As Richardson noted, naloxone is administered in more than one way, including by a hand-held auto-injector, Evzio®.

“Evzio comes with voice guidance – it tells you what to do. But the nasal spray is also easy to use and is less expensive, at least for now,” Kemp said. For the public, Evzio can cost several thousand dollars for two injectors, although there will be a generic injector in the future, Kemp said. 

“NARCAN nasal spray is available at about $130 or $140,” said Dr. Justin J. Sherman, associate professor of pharmacy practice.

A generic nasal spray will be coming out soon, Kemp said. Its cost is estimated, but not confirmed, at $35.

Across the state, more than 9,000 law enforcement officers and first responders have been trained to administer NARCAN, said Mae Slay, outreach coordinator for a statewide initiative to end the opioid crisis: Stand Up, Mississippi, a partner of the task force and the Associated Student Body for Friday’s session.

Pharmacy student talks to group of JPS students
Lamare Haines, center, a pharmacy student, gives a lesson in the use of the Evzio injector to a group of Provine High School students, from left, Dezman Richardson, Tamya Haley, Nakiya Anderson, Kendra Willis, Destiny Ward, Makayla Roberts and Jayla Thomas.

For physicians worried that some patients are abusing opioid prescriptions, Dr. Patrick Kyle and Dr.
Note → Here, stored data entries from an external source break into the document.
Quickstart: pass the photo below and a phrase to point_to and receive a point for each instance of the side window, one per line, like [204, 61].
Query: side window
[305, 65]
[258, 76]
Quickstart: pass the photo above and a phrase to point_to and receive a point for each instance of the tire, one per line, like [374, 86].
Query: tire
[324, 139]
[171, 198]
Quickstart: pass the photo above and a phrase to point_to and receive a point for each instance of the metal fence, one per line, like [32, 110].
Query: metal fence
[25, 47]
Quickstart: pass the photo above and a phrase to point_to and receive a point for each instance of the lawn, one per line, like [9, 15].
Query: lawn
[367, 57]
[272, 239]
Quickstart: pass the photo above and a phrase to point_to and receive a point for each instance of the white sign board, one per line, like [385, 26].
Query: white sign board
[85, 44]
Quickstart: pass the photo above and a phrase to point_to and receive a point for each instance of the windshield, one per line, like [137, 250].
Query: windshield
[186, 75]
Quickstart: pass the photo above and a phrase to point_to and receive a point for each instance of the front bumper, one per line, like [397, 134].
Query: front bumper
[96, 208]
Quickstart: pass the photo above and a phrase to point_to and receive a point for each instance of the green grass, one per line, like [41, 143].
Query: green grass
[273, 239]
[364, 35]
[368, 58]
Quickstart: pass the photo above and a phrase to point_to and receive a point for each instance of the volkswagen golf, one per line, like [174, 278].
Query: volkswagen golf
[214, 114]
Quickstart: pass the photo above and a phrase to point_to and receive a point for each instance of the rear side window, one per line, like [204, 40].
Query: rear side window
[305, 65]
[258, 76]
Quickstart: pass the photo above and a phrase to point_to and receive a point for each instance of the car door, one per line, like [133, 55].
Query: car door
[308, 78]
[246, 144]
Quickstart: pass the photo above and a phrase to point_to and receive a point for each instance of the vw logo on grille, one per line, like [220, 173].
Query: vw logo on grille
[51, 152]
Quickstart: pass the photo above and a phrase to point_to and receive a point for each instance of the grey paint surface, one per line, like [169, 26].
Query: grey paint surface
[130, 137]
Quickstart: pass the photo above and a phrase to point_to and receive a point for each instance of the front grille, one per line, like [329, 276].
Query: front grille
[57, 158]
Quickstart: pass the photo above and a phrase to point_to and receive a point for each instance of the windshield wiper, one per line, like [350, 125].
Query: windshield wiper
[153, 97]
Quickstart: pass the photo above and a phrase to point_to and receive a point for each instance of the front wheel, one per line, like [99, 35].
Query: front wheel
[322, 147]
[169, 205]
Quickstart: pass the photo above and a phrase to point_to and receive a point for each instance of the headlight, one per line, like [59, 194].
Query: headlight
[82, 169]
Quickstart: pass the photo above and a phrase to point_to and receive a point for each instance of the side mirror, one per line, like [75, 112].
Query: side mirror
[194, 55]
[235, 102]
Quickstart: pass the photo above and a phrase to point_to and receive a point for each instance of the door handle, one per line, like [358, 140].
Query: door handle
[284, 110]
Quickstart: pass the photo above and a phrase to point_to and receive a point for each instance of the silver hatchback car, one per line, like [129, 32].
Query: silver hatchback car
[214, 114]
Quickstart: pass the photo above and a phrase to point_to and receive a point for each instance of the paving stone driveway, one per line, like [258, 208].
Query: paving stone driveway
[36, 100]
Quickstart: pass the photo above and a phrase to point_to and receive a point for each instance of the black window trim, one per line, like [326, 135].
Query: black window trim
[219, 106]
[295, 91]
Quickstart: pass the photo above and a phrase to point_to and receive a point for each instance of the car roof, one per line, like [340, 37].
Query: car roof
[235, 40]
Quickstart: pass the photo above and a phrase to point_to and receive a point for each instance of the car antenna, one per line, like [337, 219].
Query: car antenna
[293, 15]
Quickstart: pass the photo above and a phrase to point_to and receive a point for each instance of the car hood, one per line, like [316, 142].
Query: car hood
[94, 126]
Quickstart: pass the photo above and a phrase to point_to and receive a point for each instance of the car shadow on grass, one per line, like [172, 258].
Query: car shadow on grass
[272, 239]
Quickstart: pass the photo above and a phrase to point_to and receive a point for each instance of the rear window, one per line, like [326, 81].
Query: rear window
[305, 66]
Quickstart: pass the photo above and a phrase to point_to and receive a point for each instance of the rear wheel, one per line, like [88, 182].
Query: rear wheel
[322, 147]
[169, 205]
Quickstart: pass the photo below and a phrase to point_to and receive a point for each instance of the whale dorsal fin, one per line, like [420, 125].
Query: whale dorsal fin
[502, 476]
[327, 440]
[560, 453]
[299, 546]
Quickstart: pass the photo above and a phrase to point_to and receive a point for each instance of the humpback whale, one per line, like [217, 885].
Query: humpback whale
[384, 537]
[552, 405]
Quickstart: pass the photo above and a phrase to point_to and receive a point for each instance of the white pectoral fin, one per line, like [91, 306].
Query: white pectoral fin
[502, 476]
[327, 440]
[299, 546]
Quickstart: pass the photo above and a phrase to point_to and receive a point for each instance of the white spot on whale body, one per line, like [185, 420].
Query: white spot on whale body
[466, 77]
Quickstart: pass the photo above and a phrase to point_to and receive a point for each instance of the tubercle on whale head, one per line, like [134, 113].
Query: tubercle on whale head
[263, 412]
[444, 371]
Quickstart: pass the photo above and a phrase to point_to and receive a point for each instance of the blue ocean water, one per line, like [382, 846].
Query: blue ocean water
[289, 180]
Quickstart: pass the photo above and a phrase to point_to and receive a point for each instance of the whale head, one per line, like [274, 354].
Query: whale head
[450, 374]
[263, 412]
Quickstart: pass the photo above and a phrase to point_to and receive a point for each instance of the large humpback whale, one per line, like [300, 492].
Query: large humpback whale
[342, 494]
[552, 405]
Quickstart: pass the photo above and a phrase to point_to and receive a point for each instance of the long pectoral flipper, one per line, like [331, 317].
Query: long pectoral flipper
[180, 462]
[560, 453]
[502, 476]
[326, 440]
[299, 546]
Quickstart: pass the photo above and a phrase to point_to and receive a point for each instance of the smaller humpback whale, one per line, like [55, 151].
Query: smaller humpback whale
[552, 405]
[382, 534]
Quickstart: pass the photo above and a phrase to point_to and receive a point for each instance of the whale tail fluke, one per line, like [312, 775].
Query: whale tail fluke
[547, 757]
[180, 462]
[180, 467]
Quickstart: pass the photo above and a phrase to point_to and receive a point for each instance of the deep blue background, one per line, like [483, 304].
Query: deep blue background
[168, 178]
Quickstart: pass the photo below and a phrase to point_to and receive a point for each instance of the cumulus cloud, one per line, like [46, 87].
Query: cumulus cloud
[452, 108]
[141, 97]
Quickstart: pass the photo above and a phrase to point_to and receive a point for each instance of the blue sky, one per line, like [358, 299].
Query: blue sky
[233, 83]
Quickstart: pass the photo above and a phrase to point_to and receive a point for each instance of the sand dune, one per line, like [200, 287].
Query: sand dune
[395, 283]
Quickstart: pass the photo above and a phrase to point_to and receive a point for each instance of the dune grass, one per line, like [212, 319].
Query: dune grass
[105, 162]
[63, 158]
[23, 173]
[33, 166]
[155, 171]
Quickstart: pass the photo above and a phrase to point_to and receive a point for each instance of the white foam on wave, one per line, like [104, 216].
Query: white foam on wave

William Gusa, assistant professor of anesthesiology and task force vice chair, are among the authors who collectively published recommendations for testing compliance.

Their article, published on pages 331-336 of the October 2019 issue of the Journal of the Mississippi State Medical Association, offers a vivid account of how some patients try to fake urine tests.  

Portrait of Dr. Patrick Kyle

“Although many patients prescribed controlled substances use them responsibly and as directed by their providers, some do not,” said Kyle, assistant professor of pathology.

“Some patients are known to mix potentially harmful illicit drugs with prescribed opioids. But it’s not only illicit drugs that can be potentially dangerous when mixed with opioids.

“There is also a large black market for these drugs. Some people complaining of, say, chronic back pain, may actually be trying to obtain prescription medications they can sell on the street. Drug diversion can be very lucrative.

“We have patients coming into our hospital who have been prescribed those drugs and who know they are going to be tested in order to keep their prescriptions.”

In their JMSMA article, Kyle and his colleagues lay out urine specimen collecting guidelines meant to foil attempts to dilute or otherwise sully test results.

And, in particular, they describe the effectiveness of mass spectrometry testing – the “gold standard of techniques” which are more comprehensive and specific than many hospital’s traditional, and routine, drug screens, Kyle said.

Students and employees of Medical Center hospitals have the opportunity to learn more about drug diversion on February 25 during the ASB/Schwartz Center Rounds event, “This is Us: Shedding Light on Who is at Risk of Substance Use Disorder and Resources for Recovery.”

Scheduled for noon until 1 p.m. in the School of Medicine, room SM122, the presentation is “geared toward health care students, but is also open to providers,” said Reginald Funches, diversion control officer.

“They will also learn about the science behind drug addiction and where employees with an addiction can go to find resources for help.” The forum will feature a case study of a substance-addicted employee who diverted drugs.

Portrait of Dr. Ann Kemp

More projects are on the way or in the works, such as an update of the task force website – “to house in one place helpful information for UMMC folks,” Kemp said – as well as this spring’s Interprofessional Education seminar on pain management, which will home in on opioids. 

Beginning in March, Prescribing Series Continuing Education Sessions will be held from noon until 1 p.m. in the amphitheater, R153, and are listed under “Save the Date” on the task force website.

“With these activities, I hope we are succeeding in getting the message out, to our providers and learners,” Kemp said.

“This issue is broad, but we’ve tried to keep it consistent. All of this is centered on our continued goal to encourage balance and responsible opioid prescribing with individualized patient care.”